I remember watching an episode of "Gilligan's Island" where the hapless castaways ate some kind of seed or berry, and it turned them into mind readers. They quickly discovered that it wasn't always such a good idea to be able to know what someone else was thinking -- but I'm not so sure those in the workplace would agree. Here's a story I did on nonverbal cues for Gannett....
There are some days you may wish you were a mind reader.
For example, in a job interview, you may wonder if you’re making a good impression on the hiring manager or boring him silly. Or, perhaps you present the boss with your new idea, but you wonder if she thinks you’re brilliant, or about as smart as a bag of rocks.
If you could just know what a hiring manager or a boss – or even a customer or colleague – were thinking, it would certainly save you a lot of stress and aggravation, couldn’t it?
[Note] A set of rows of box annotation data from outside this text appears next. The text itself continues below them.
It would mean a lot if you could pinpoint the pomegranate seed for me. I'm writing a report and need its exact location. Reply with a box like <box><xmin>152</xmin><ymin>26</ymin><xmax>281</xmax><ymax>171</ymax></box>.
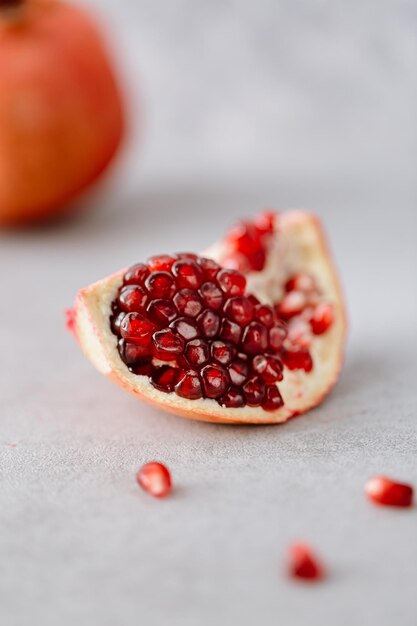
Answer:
<box><xmin>117</xmin><ymin>285</ymin><xmax>148</xmax><ymax>313</ymax></box>
<box><xmin>211</xmin><ymin>341</ymin><xmax>236</xmax><ymax>365</ymax></box>
<box><xmin>282</xmin><ymin>350</ymin><xmax>313</xmax><ymax>372</ymax></box>
<box><xmin>175</xmin><ymin>252</ymin><xmax>199</xmax><ymax>261</ymax></box>
<box><xmin>310</xmin><ymin>302</ymin><xmax>334</xmax><ymax>335</ymax></box>
<box><xmin>110</xmin><ymin>311</ymin><xmax>126</xmax><ymax>335</ymax></box>
<box><xmin>217</xmin><ymin>387</ymin><xmax>245</xmax><ymax>409</ymax></box>
<box><xmin>262</xmin><ymin>385</ymin><xmax>284</xmax><ymax>411</ymax></box>
<box><xmin>184</xmin><ymin>339</ymin><xmax>210</xmax><ymax>367</ymax></box>
<box><xmin>152</xmin><ymin>328</ymin><xmax>184</xmax><ymax>361</ymax></box>
<box><xmin>243</xmin><ymin>376</ymin><xmax>265</xmax><ymax>406</ymax></box>
<box><xmin>150</xmin><ymin>365</ymin><xmax>182</xmax><ymax>393</ymax></box>
<box><xmin>145</xmin><ymin>272</ymin><xmax>176</xmax><ymax>299</ymax></box>
<box><xmin>174</xmin><ymin>289</ymin><xmax>203</xmax><ymax>317</ymax></box>
<box><xmin>175</xmin><ymin>371</ymin><xmax>203</xmax><ymax>400</ymax></box>
<box><xmin>120</xmin><ymin>313</ymin><xmax>157</xmax><ymax>354</ymax></box>
<box><xmin>200</xmin><ymin>282</ymin><xmax>223</xmax><ymax>311</ymax></box>
<box><xmin>254</xmin><ymin>304</ymin><xmax>275</xmax><ymax>328</ymax></box>
<box><xmin>171</xmin><ymin>259</ymin><xmax>204</xmax><ymax>289</ymax></box>
<box><xmin>242</xmin><ymin>322</ymin><xmax>268</xmax><ymax>354</ymax></box>
<box><xmin>197</xmin><ymin>309</ymin><xmax>220</xmax><ymax>337</ymax></box>
<box><xmin>288</xmin><ymin>543</ymin><xmax>324</xmax><ymax>581</ymax></box>
<box><xmin>223</xmin><ymin>296</ymin><xmax>254</xmax><ymax>326</ymax></box>
<box><xmin>365</xmin><ymin>476</ymin><xmax>413</xmax><ymax>507</ymax></box>
<box><xmin>147</xmin><ymin>254</ymin><xmax>175</xmax><ymax>272</ymax></box>
<box><xmin>268</xmin><ymin>322</ymin><xmax>287</xmax><ymax>352</ymax></box>
<box><xmin>197</xmin><ymin>257</ymin><xmax>220</xmax><ymax>281</ymax></box>
<box><xmin>147</xmin><ymin>299</ymin><xmax>177</xmax><ymax>328</ymax></box>
<box><xmin>285</xmin><ymin>274</ymin><xmax>316</xmax><ymax>292</ymax></box>
<box><xmin>201</xmin><ymin>365</ymin><xmax>229</xmax><ymax>398</ymax></box>
<box><xmin>220</xmin><ymin>319</ymin><xmax>242</xmax><ymax>344</ymax></box>
<box><xmin>169</xmin><ymin>317</ymin><xmax>200</xmax><ymax>340</ymax></box>
<box><xmin>252</xmin><ymin>354</ymin><xmax>283</xmax><ymax>383</ymax></box>
<box><xmin>136</xmin><ymin>461</ymin><xmax>172</xmax><ymax>498</ymax></box>
<box><xmin>228</xmin><ymin>358</ymin><xmax>249</xmax><ymax>387</ymax></box>
<box><xmin>217</xmin><ymin>270</ymin><xmax>246</xmax><ymax>296</ymax></box>
<box><xmin>123</xmin><ymin>263</ymin><xmax>149</xmax><ymax>286</ymax></box>
<box><xmin>277</xmin><ymin>291</ymin><xmax>307</xmax><ymax>318</ymax></box>
<box><xmin>117</xmin><ymin>339</ymin><xmax>151</xmax><ymax>366</ymax></box>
That’s how someone like Joe Navarro, a former FBI special agent who specializes in nonverbal communication, can help. He may not be able to teach you to be a mind reader, but he can help you use the same strategies that law enforcement professionals use when trying to get the truth from a suspect, for example. From the raised eyebrow to the crossed arms, Navarro says these “non-verbal cues” can give you a real insight into what someone is thinking.
For example, he says that if the person greeting you has an “eyebrow flash” – or quickly arched brows – “that means I’m really impressed with you.” On the other hand, barely lifted eyes show “I’m not very interested,” he says.
“Non-verbal communication is everything that’s not a word. It could be how quickly someone responds to a question, or how they tilt their head while listening to you,” says Navarro, author of “Louder Than Words,” (Harper, $24.99).
Here are some ways he says we can learn from non-verbal cues:
- When someone likes what you’re saying, they lean forward or write down more of what you say. For example, if a hiring manager is “dismissing you outright,” he or she may not take many notes.
- If someone nods his head while you’re speaking, or tilts it to one side, this shows they’re being receptive to what you’re saying. Holding the neck or head rigidly means the person isn’t open to your words.
- Someone who squints may be hearing something she feels negative about, while large, open eyes mean the person in interested in what you have to say.
- When lips are compressed or narrowed, it means the person isn’t really interested “and is just going through the motions.” Full and pliable lips mean the person is enjoying what is being said.
- If an interviewer gives you more time to answer questions, it means things are going well. If the hiring manager is cutting you off, it can mean that things are going downhill.
How can you use non-verbal cues to your advantage with a manager? Navarro suggests you:
- Observe the boss’s habits. Some managers like to hit the ground running first thing in the morning, and are focused on getting their “to do” list done. This means it’s not a good idea to interrupt him or her immediately upon arriving unless it’s critical. Or, maybe the boss likes to walk around and socialize over a cup of coffee. The boss will be receptive to a message while relaxed and chatting with others. Then is the time to say, “I need to talk to you later about something” and make an appointment.
- Look at the boss’s face. A furrowed forehead and a narrowing of the gap between the eyes points to tension, so steer clear of the boss when that is present. The only problem with this cue is if the person has used Botox, which can make it difficult to tell if the person is truly angry or happy. In that case, look for other signs such as a throbbing muscle in the jaw or lip compression. “That means it’s not a good time to talk,” he says.
- Share good news. If you only talk to your supervisor when you have bad news, then he or she will begin to form negative impressions “before you ever open your mouth,” Navarro says. Instead, find ways to share happy or non-stressful news sometimes so that he’s more receptive when you do have bad news.
- Angle in. Never stand or sit directly in front of a boss, because “it’s too primate, too aggressive,” Navarro says. The boss will feel less tense if you stand slightly to one side.
- Display confidence. Keep your shoulders squared, your hands in front of your body to gesture and don’t entwine your fingers. To show great confidence, steeple your hands when speaking and never keep your hands below the table.